Cytowana przez Reutera iracka rozgłośnia radiowa (finansowana przez Amerykanów) podała wcześniej, że Zarkawi został schwytany w pobliżu miasta Hilla, 60 km na południe od Bagdadu, w polskiej strefie stabilizacji. Arabska telewizja satelitarna Al-Arabija doniosła z kolei, że Kimmitt potwierdził schwytanie terrorysty.
Tymczasem dowódca Wielonarodowej Dywizji Centrum-Południe gen. Mieczysław Bieniek pytany przez dziennikarzy w Obozie Babilon o ewentualne ujęcie Zarkawiego w polskiej strefie (podano, że został schwytany w Hilli) powiedział, że nie potwierdza i nie zaprzecza tym doniesieniom. "Nie mogę potwierdzić, że taka operacja została z sukcesem przeprowadzona, wymaga to na pewno identyfikacji, komunikat w tej sprawie będzie ogłoszony" - mówił gen. Bieniek.
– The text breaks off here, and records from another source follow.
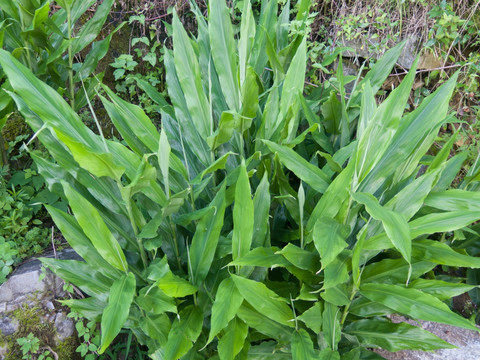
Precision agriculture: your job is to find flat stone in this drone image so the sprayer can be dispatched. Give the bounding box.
[374,315,480,360]
[55,312,75,345]
[0,249,82,360]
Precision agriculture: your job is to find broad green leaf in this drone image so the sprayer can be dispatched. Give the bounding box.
[252,172,270,248]
[207,278,243,343]
[229,247,291,268]
[360,284,478,331]
[412,239,480,268]
[162,48,211,168]
[323,250,351,289]
[0,49,99,151]
[320,284,351,306]
[98,272,135,354]
[148,256,197,298]
[408,279,475,301]
[194,152,233,182]
[155,272,197,298]
[297,301,323,334]
[263,140,330,193]
[163,305,203,360]
[135,286,177,315]
[292,329,318,360]
[237,302,293,342]
[248,341,292,360]
[190,186,225,286]
[409,211,480,238]
[55,130,125,182]
[62,182,128,272]
[172,12,210,140]
[306,161,355,231]
[362,259,436,284]
[58,297,107,322]
[355,59,418,183]
[318,348,340,360]
[322,302,341,350]
[102,85,160,156]
[357,72,458,193]
[425,189,480,212]
[344,319,455,351]
[232,161,254,260]
[350,40,406,105]
[231,274,294,327]
[208,0,240,111]
[282,37,307,141]
[45,205,120,279]
[348,296,394,318]
[207,111,251,150]
[276,243,320,273]
[218,317,248,360]
[140,314,170,345]
[352,193,412,263]
[40,258,113,302]
[313,217,350,269]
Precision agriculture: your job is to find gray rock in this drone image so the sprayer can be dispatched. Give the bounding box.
[342,35,442,69]
[55,312,75,345]
[0,249,82,360]
[375,315,480,360]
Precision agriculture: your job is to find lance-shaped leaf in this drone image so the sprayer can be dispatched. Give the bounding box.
[237,302,292,343]
[352,193,412,263]
[408,279,475,301]
[360,284,478,331]
[322,302,341,350]
[163,306,203,360]
[98,273,135,354]
[263,140,330,193]
[207,278,243,343]
[62,182,128,272]
[252,172,270,248]
[231,274,293,327]
[313,217,350,269]
[190,186,225,286]
[238,0,255,86]
[412,239,480,268]
[425,189,480,212]
[172,12,213,140]
[208,0,240,111]
[292,329,318,360]
[55,130,125,182]
[218,317,248,360]
[344,319,455,351]
[232,161,254,260]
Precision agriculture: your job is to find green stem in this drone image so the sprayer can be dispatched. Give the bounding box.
[0,129,8,166]
[170,216,182,270]
[66,6,75,109]
[340,286,358,325]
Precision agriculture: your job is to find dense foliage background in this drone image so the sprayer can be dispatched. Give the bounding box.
[0,0,480,359]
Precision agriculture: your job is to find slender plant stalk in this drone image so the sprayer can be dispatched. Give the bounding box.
[66,5,75,109]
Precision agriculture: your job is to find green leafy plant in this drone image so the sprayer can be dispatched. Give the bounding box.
[0,0,480,360]
[17,333,53,360]
[0,0,123,112]
[110,15,165,114]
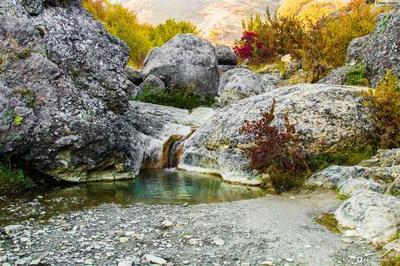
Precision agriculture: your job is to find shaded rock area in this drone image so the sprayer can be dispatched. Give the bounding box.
[317,65,359,85]
[142,34,219,98]
[178,84,372,184]
[0,1,153,182]
[307,149,400,252]
[307,149,400,195]
[0,192,379,266]
[319,9,400,87]
[215,45,237,66]
[0,21,147,181]
[126,102,214,168]
[218,68,275,106]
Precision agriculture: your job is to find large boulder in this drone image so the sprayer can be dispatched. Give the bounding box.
[126,101,214,168]
[178,84,372,184]
[320,9,400,87]
[142,34,219,98]
[317,65,359,85]
[215,45,237,66]
[0,25,144,182]
[306,149,400,195]
[218,68,275,105]
[335,190,400,245]
[0,0,133,113]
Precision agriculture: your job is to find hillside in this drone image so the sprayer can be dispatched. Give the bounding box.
[122,0,279,44]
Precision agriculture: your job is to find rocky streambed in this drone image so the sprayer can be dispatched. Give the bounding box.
[0,191,379,265]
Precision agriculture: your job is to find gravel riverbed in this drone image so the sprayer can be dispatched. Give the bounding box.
[0,191,379,266]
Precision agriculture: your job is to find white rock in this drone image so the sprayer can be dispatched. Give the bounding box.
[4,224,25,236]
[118,260,133,266]
[161,220,174,228]
[119,237,129,243]
[145,254,167,265]
[213,238,225,246]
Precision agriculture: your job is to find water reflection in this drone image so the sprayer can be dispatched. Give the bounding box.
[47,169,264,205]
[0,169,265,226]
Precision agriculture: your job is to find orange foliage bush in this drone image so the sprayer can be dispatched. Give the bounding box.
[236,0,388,82]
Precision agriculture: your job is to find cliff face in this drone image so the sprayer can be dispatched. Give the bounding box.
[0,0,147,181]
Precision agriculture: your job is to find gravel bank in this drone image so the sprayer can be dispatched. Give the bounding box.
[0,191,379,265]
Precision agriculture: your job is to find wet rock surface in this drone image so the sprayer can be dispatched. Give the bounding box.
[178,84,371,185]
[0,192,379,265]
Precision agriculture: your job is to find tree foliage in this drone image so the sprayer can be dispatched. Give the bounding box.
[82,0,197,66]
[363,70,400,148]
[237,0,387,82]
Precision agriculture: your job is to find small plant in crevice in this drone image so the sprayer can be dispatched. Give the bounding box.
[130,86,215,110]
[239,100,309,193]
[363,70,400,149]
[0,156,35,194]
[346,64,370,87]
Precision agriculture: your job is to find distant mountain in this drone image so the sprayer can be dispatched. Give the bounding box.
[122,0,279,45]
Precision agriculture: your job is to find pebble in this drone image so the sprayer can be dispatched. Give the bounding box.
[213,238,225,246]
[161,221,174,228]
[119,237,129,243]
[118,260,133,266]
[145,254,167,265]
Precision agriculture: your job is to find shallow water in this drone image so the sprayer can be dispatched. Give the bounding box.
[0,169,266,226]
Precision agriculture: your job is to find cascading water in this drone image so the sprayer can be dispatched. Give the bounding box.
[166,139,182,168]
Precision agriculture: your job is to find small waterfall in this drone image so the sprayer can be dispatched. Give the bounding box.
[167,139,183,168]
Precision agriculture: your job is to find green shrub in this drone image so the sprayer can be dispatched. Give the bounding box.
[363,70,400,149]
[130,86,215,110]
[346,64,370,87]
[0,156,35,194]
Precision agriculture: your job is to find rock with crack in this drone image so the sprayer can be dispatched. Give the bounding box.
[319,9,400,87]
[335,190,400,245]
[142,34,219,98]
[215,45,237,66]
[126,101,214,168]
[218,68,275,106]
[0,0,133,113]
[0,13,145,182]
[306,149,400,195]
[178,84,372,185]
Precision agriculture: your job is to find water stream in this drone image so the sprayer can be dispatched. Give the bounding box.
[0,169,266,226]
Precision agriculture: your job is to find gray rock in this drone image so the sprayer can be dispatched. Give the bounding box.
[21,0,43,16]
[124,66,144,86]
[126,102,214,168]
[0,22,144,181]
[306,149,400,195]
[218,68,275,105]
[335,190,400,244]
[363,9,400,86]
[142,34,219,97]
[30,0,132,113]
[143,47,160,66]
[317,65,358,85]
[382,239,400,263]
[138,75,165,94]
[346,35,369,65]
[359,149,400,167]
[215,45,237,66]
[178,84,372,184]
[118,260,133,266]
[145,254,167,265]
[218,65,238,76]
[338,178,387,195]
[4,224,25,236]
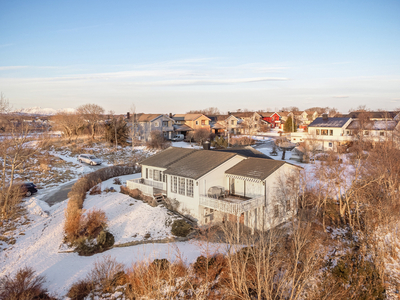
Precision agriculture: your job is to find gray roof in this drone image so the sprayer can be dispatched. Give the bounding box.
[308,117,350,128]
[141,147,196,168]
[213,146,272,159]
[225,157,286,180]
[346,111,398,119]
[173,124,193,131]
[346,120,397,130]
[164,150,236,180]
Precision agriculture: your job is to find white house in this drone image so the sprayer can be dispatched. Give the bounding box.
[127,147,301,230]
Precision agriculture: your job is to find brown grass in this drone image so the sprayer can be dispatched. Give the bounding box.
[0,267,53,300]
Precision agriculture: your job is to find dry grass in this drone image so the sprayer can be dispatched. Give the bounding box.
[0,267,54,300]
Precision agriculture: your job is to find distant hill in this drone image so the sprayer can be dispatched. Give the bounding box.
[15,106,76,116]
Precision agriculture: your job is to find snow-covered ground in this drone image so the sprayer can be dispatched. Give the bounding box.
[0,174,225,297]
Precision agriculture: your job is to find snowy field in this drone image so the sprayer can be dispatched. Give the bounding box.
[0,174,225,297]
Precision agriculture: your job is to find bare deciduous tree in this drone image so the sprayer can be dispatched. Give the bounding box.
[77,104,104,140]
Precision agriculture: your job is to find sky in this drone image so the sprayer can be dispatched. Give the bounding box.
[0,0,400,113]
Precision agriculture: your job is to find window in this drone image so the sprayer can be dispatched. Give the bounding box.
[171,176,178,193]
[186,179,193,197]
[274,205,279,218]
[178,178,185,195]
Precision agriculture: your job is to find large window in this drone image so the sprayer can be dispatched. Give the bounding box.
[171,176,178,193]
[186,179,193,197]
[178,178,185,195]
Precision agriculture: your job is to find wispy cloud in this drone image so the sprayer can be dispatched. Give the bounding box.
[0,66,28,71]
[130,77,289,86]
[0,44,14,49]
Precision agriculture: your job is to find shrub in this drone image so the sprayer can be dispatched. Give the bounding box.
[0,267,52,300]
[89,184,101,195]
[171,219,192,237]
[67,279,93,300]
[80,208,107,238]
[87,255,126,292]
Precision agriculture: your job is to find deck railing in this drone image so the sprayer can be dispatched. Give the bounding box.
[200,196,264,215]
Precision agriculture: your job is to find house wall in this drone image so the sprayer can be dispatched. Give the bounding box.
[167,155,245,222]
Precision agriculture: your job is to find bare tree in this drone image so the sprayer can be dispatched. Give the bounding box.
[77,104,104,140]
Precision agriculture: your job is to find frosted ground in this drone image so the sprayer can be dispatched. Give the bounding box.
[0,174,225,296]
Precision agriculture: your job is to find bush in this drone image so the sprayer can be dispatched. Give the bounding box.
[171,219,192,237]
[89,184,101,195]
[67,279,93,300]
[64,165,136,244]
[0,267,53,300]
[75,230,115,256]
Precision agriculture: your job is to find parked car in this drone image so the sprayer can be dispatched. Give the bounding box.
[171,134,184,142]
[21,182,37,197]
[78,154,102,166]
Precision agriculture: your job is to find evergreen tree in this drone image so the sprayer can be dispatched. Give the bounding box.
[283,116,297,132]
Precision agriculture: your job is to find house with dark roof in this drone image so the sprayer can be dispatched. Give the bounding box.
[127,147,301,230]
[137,114,175,142]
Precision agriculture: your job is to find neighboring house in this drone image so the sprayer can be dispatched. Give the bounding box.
[228,111,262,134]
[345,120,400,143]
[136,114,174,142]
[127,147,301,230]
[225,115,243,134]
[172,114,210,131]
[261,112,281,128]
[290,116,352,151]
[346,111,400,121]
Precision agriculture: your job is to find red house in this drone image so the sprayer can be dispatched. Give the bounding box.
[262,112,281,128]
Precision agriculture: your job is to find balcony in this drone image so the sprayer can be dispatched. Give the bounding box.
[200,195,264,216]
[126,178,167,197]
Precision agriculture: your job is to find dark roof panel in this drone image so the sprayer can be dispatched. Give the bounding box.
[225,157,286,180]
[164,150,236,180]
[213,146,272,159]
[308,117,350,128]
[141,147,196,168]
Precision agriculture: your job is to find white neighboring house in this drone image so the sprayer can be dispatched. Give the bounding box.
[346,120,400,144]
[127,147,301,230]
[290,116,353,151]
[137,114,175,142]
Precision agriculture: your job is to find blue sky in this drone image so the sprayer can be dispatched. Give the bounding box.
[0,0,400,113]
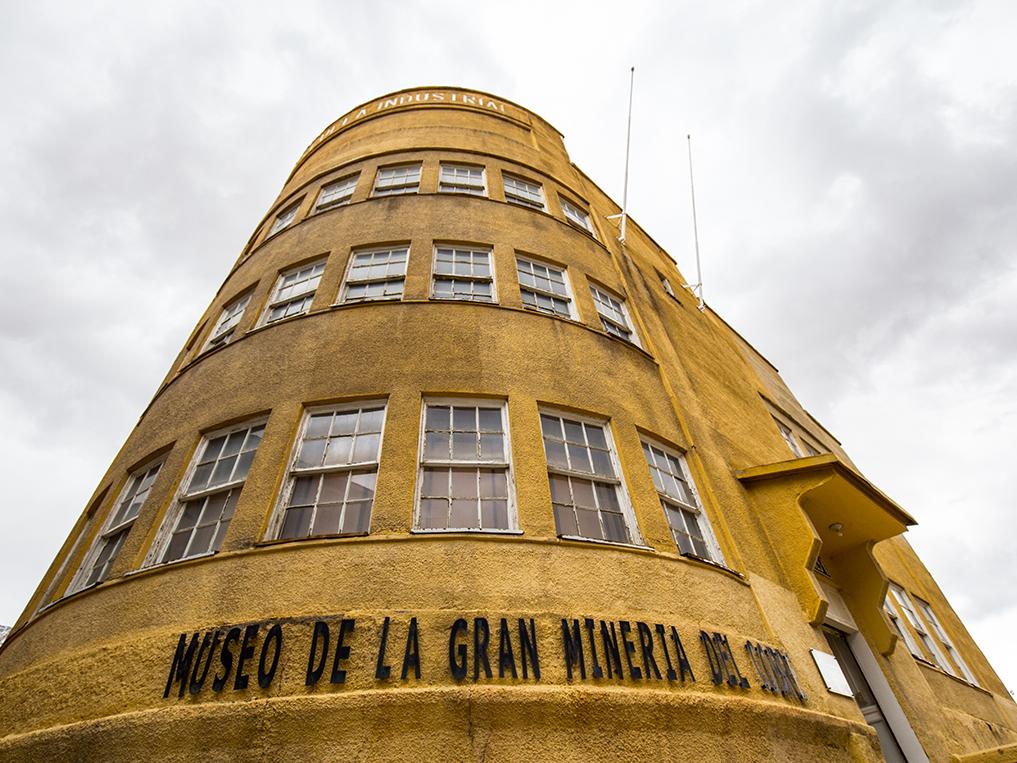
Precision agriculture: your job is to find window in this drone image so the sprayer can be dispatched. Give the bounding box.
[558,196,593,234]
[262,259,324,324]
[883,583,925,659]
[590,286,639,345]
[204,293,251,350]
[643,441,724,564]
[374,163,420,196]
[501,172,544,212]
[268,198,303,236]
[149,421,264,564]
[540,412,640,543]
[914,596,978,686]
[314,173,360,212]
[431,245,494,302]
[890,583,953,672]
[516,257,576,318]
[416,400,516,531]
[438,163,484,196]
[68,460,163,593]
[342,246,410,302]
[274,403,385,538]
[773,416,801,459]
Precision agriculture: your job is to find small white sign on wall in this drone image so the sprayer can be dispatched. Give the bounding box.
[809,649,854,697]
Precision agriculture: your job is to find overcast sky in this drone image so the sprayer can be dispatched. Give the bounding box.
[0,0,1017,688]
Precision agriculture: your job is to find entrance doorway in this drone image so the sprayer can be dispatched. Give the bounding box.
[823,626,907,763]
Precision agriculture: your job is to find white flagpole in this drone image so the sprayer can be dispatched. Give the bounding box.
[685,135,705,311]
[618,66,636,243]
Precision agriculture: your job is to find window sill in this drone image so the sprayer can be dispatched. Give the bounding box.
[410,527,523,535]
[131,551,219,578]
[911,654,993,696]
[254,530,370,548]
[558,535,657,553]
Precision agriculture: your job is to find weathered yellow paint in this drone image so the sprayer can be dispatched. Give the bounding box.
[0,87,1017,761]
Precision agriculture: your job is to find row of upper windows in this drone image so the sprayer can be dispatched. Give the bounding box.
[883,583,978,686]
[202,243,639,358]
[265,162,596,245]
[67,398,724,593]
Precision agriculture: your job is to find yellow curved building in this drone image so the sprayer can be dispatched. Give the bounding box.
[0,87,1017,761]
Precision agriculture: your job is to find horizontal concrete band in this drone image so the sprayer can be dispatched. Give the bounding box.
[0,687,879,763]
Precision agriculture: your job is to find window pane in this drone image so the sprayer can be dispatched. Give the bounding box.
[341,501,371,533]
[425,405,451,431]
[420,469,448,497]
[419,498,448,530]
[452,469,477,498]
[480,501,509,530]
[553,504,580,535]
[279,507,311,538]
[600,512,629,543]
[424,431,451,460]
[448,498,480,529]
[576,509,603,539]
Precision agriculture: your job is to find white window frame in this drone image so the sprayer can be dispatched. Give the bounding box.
[64,455,166,596]
[501,171,547,212]
[537,406,648,548]
[336,243,410,304]
[264,398,388,543]
[430,241,498,304]
[413,398,523,535]
[143,416,268,568]
[590,281,642,347]
[558,193,597,238]
[438,162,487,197]
[314,171,360,213]
[371,162,423,197]
[657,272,678,299]
[257,256,328,327]
[883,583,929,662]
[770,413,805,459]
[914,596,978,686]
[640,435,727,567]
[201,290,253,352]
[516,252,579,320]
[890,583,953,672]
[265,196,304,238]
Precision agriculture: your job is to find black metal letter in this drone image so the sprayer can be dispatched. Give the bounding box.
[188,631,223,694]
[473,618,494,681]
[374,618,388,681]
[400,618,420,681]
[212,628,240,692]
[618,620,643,681]
[600,621,625,679]
[304,620,328,686]
[653,623,678,681]
[163,633,198,699]
[257,623,283,689]
[448,618,469,681]
[700,631,724,686]
[636,621,660,681]
[328,618,357,684]
[519,618,540,681]
[498,618,519,679]
[584,618,604,679]
[233,623,259,690]
[671,626,696,684]
[561,618,586,681]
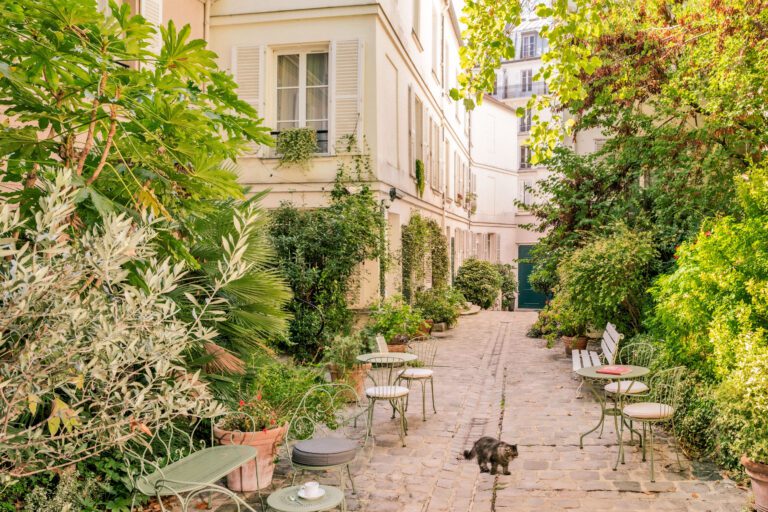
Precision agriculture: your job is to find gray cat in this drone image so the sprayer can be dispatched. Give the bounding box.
[464,437,517,475]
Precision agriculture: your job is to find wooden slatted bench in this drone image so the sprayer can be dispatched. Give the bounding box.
[572,322,624,371]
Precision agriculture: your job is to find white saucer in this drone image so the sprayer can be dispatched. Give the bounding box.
[298,487,325,501]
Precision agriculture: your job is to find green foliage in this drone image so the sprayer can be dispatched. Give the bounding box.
[0,173,222,477]
[275,128,317,169]
[366,295,424,342]
[0,0,271,251]
[401,211,450,301]
[323,335,363,373]
[414,287,466,325]
[415,159,427,197]
[496,263,517,311]
[651,166,768,466]
[24,468,93,512]
[555,225,657,331]
[454,258,502,309]
[270,144,387,360]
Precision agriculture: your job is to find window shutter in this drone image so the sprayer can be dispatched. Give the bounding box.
[331,39,363,149]
[141,0,163,55]
[232,46,265,154]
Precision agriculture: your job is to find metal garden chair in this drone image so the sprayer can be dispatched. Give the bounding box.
[598,342,656,443]
[285,383,368,492]
[124,416,261,512]
[365,355,409,446]
[619,366,686,482]
[398,336,438,421]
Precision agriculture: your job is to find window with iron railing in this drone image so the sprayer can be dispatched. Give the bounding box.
[520,32,539,59]
[273,51,329,153]
[520,146,531,169]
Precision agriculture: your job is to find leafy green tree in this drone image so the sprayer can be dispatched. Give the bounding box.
[0,0,271,261]
[453,258,502,309]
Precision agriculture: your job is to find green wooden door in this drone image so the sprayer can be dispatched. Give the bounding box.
[517,245,546,309]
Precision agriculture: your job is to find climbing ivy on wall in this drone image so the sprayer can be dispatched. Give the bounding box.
[402,212,449,301]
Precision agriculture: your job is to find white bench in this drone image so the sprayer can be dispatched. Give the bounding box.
[572,322,624,371]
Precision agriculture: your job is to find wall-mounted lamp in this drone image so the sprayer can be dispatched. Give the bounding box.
[389,187,403,201]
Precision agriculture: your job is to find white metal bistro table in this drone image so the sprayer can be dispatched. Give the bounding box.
[267,485,347,512]
[357,352,418,364]
[576,364,651,470]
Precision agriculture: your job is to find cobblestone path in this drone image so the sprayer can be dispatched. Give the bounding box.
[221,312,748,512]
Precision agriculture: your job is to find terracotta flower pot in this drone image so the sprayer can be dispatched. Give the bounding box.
[560,336,589,357]
[328,363,371,402]
[741,455,768,512]
[213,423,288,492]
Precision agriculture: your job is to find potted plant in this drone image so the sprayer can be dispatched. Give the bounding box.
[323,336,371,400]
[213,391,288,492]
[368,295,424,352]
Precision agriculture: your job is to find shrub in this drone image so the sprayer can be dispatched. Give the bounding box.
[454,258,502,309]
[414,287,466,325]
[367,295,424,342]
[556,225,658,331]
[496,263,517,311]
[651,167,768,467]
[0,173,222,477]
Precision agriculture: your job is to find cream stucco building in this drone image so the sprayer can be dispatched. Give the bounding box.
[126,0,568,307]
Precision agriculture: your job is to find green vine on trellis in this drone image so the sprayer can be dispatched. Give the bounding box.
[416,160,427,197]
[401,212,449,301]
[275,128,317,169]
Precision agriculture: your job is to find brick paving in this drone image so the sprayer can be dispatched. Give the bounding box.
[219,312,748,512]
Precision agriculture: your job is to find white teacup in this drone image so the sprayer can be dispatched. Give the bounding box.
[301,482,320,498]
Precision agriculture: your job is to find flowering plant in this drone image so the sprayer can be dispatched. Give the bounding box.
[219,391,280,432]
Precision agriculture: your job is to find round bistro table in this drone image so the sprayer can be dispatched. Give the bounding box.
[267,485,347,512]
[357,352,418,364]
[576,364,651,471]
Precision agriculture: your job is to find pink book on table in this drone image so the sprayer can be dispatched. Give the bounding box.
[595,365,632,375]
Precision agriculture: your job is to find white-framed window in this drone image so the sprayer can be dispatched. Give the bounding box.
[520,108,533,133]
[275,47,329,153]
[520,146,531,169]
[520,178,536,206]
[520,32,539,59]
[520,69,533,92]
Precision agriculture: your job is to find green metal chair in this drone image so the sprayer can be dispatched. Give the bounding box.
[124,418,261,512]
[598,342,656,443]
[619,366,686,482]
[398,336,438,421]
[365,354,410,446]
[285,383,368,492]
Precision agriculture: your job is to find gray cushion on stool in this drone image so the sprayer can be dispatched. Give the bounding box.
[291,437,357,466]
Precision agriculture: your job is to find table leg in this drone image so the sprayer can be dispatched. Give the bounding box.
[579,379,605,450]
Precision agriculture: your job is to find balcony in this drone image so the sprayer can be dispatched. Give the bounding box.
[493,81,549,100]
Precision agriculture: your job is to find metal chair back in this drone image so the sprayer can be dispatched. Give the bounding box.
[619,342,656,368]
[405,336,438,368]
[367,355,404,398]
[646,366,686,410]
Jordańczyk jest uważany przez Waszyngton za wroga numer jeden w Iraku. Przypisuje mu się zorganizowanie serii samobójczych zamachów bombowych oraz egzekucję dwóch zakładników: Amerykanina i obywatela Korei Południowej.
Za pomoc w jego schwytaniu Amerykanie wyznaczyli 10 mln dolarów nagrody.